Me perseguía con una pregunta detrás de otra, y a mí me daba rabia no saberle contestar bien, casi sólo con balbuceos y frases sin terminar, con lo claros que eran en cambio sus argumentos y la razón que tenía. Traté de decirle que yo no puedo discutir mucho en casa porque soy la pequeña y se ríen de mí, y también que mi padre ha cambiado mucho y no suele escuchar ni hacerse cargo de las necesidades de nadie, que antes, de más niña, podía pedir cualquier cosa y siempre me lo daba. Pero me chocaba que estas cosas estuviera tratando de explicárselas a un desconocido. Claro que no me parecía un desco-nocido. Me miraba atentamente y completaba alguna de mis frases, animándome a seguir. Nos habíamos parado delante de casa y yo miré de reojo, por si había alguien en el mirador. No había nadie.
– Yo vivo aquí-le dije.
Se sonrió.
– Muy bien. Pero eso de su padre no está muy claro todavía. ¿No le apetece venir a tomarse un café conmigo?

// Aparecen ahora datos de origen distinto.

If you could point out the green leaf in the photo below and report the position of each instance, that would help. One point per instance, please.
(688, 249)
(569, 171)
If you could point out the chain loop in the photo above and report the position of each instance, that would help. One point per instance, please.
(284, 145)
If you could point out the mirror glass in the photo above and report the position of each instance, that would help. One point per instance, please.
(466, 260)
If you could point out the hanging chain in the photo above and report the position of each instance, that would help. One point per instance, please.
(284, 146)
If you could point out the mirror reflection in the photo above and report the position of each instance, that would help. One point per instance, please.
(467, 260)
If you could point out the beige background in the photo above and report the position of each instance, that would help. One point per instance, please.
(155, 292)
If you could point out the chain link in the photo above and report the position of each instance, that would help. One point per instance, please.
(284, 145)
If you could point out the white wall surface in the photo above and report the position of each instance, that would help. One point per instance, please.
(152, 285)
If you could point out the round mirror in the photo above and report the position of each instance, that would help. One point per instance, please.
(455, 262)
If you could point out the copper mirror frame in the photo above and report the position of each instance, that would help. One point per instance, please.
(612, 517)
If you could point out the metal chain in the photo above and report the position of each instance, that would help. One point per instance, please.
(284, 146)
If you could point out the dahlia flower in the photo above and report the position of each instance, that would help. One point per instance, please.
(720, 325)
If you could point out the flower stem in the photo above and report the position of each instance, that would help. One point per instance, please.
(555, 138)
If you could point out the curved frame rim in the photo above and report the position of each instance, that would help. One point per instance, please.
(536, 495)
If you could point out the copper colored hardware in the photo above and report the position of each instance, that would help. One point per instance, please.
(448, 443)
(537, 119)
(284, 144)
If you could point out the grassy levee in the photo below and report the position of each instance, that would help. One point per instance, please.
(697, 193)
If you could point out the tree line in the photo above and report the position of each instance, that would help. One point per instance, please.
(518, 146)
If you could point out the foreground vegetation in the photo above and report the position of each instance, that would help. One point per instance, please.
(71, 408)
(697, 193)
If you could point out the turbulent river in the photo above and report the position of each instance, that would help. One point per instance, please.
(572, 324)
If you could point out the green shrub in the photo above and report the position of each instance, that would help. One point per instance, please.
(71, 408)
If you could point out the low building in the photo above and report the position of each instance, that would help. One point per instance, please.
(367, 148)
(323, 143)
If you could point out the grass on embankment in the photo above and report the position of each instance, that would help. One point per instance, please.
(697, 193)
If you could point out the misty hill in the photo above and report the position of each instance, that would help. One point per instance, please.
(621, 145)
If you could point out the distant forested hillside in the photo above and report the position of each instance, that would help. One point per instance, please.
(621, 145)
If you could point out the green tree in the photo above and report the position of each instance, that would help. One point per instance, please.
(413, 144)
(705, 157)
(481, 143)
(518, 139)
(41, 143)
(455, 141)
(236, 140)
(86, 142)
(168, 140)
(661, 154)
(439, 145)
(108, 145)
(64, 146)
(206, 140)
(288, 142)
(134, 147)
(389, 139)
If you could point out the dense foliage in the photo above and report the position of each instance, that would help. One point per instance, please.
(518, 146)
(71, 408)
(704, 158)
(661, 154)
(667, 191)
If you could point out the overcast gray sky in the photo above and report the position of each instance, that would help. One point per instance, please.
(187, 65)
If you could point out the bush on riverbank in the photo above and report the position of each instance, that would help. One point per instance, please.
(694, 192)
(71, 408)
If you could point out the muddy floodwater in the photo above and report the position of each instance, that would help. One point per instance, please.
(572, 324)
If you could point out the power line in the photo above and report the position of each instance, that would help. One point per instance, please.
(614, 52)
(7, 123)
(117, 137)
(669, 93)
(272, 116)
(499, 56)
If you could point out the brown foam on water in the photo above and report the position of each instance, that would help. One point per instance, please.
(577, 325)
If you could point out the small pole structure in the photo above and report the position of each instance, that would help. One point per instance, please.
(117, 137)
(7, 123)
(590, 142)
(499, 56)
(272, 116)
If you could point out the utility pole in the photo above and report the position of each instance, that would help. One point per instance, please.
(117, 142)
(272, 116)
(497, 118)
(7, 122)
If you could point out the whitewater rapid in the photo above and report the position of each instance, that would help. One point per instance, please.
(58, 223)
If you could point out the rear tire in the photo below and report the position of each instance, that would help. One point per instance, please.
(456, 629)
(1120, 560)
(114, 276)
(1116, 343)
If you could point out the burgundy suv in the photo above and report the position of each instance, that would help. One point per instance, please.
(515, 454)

– No-le dije-, muchas gracias. Es tarde.
Que era tarde, eso le dije, qué idiota soy. Allí, desde el portal, se veían unas nubes rosa al final de la calle, y era la hora más alegre y de mejor luz, el sol sin ponerse todavía igual que primavera. Dije que era tarde, la primera cosa que se me pasó por la cabeza, de puro azaro de que me invitara, de pura prisa que me entró por meterme y dejarle de ver. Pero en cuanto me vi dentro de la escalera, en el primer rellano, subido aquel tramo de escalones de dos en dos, me quedé quieta como si se me hubiera acabado la cuerda y sentí que me ahogaba en lo oscuro, que no era capaz de subir a casa a encerrarme; ni un escalón más podía subir. Entonces me di cuenta de lo maravilloso que era que me hubiera invitado y me entraron las ganas de marcharme con él. Me puse a pensar en todo lo que había dicho, en la conversación dejada a medias. Si volvía a bajar de prisa, todavía me lo encontraba. Le encontraba, seguro. Estaba parada, casi sin respirar y no se oía nada por toda la escalera. No me decidía. Luego oí una puerta y voces que bajaban, y me salí a saltos del portal, sin pensarlo más. Eché una ojeada parada en la acera. Volvía tía Concha del rosario, con otra señora.
– Niña, ¿adónde vas tan sofocada? Métete bien ese abrigo antes de salir.
– Si no hace frío.
– ¿Adónde vas?
– A casa de una chica, a pedirle sus apuntes.
– Una chica, ¿qué chica?
– No la conoces tú, una que vive aquí cerca.